What are some of the reasons why risks may be placed partly outside of the London Market?
Location of insured
Culture, local knowledge & relationships
Experienced insurers from overseas
Claims service
Where within the London Market would you more commonly find a risk to be written 100% by one insurer?
Marine liability risks, written by mutual clubs called Protection & Indemnity Associations (P&I Clubs).
The London Market can be divided broadly into three categories of insurers, what are these categories?
Insurers operating in Lloyd’s
Insurance companies
Mutual Insurers
There are three main category of insurer in terms of ownership, what are these?
Proprietary companies
Mutual companies and mutual indemnity associations
Captive insurance companies
What is a proprietary company?
A limited liability company of which is owned by shareholders, who, in buying shares, contribute to the share capital. The shareholder’s liability is limited to the nominal value of the shares they own.
After company names, what do the following abbreviations mean?
‘Ltd’, ‘LLC’, & ‘PLC’
‘Ltd’ - Limited, a private limited company
‘LLC’ - Limited liability company
‘PLC’ - Publicly-quoted company
What is a Mutual company?
A company owned by it’s policyholders, the policyholders share in the company’s profits is by way of lower premiums. The maximum of a policyholder’s liability is usually limited to their premium.
What is a Captive insurance company?
An authorised insurance company that is owned by a non-insurance parent company.
What are the incentives to operating a Captive insurance company?

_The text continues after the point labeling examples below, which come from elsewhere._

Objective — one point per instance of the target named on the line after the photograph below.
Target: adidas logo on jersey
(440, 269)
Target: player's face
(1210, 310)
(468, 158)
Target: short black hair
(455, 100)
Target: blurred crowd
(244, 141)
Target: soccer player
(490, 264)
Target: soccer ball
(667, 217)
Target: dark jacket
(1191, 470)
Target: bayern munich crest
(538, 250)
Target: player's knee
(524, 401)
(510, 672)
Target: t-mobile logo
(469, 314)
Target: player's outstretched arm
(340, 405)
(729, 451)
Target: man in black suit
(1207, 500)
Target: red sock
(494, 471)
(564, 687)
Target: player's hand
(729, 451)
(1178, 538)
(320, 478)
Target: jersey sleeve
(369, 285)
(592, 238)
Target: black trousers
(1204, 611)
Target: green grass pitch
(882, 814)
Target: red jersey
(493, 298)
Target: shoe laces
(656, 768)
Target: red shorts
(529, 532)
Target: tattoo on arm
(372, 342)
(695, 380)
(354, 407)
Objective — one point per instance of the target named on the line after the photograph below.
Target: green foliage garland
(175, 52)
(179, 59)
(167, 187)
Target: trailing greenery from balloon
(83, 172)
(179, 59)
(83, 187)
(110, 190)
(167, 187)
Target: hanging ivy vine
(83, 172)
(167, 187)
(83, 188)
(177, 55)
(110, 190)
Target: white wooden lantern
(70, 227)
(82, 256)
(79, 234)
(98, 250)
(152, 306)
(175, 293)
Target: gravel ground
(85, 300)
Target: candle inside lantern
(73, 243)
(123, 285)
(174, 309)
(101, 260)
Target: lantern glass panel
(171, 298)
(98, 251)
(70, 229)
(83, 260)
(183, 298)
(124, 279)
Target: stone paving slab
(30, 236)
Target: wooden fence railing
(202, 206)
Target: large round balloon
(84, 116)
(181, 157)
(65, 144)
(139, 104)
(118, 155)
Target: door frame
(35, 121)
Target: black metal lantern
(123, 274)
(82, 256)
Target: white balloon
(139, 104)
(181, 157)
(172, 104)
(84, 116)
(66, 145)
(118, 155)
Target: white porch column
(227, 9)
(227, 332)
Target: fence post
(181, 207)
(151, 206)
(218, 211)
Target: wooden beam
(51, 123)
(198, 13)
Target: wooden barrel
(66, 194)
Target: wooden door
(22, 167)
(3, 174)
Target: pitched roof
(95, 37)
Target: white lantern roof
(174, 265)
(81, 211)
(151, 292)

Not being exposed to general premium increases
Not passing funds in the form of premium and adding to the companies profits
Being able to invest and hopefully benefit from premium returns
What is a Mutual indemnity association?
Similarly to mutual companies, the association is owned by it’s policyholders, this is a more traditional self-insurance where a group of individuals have come together. Associations employ a professional manager to run the insurer on a day-to-day basis.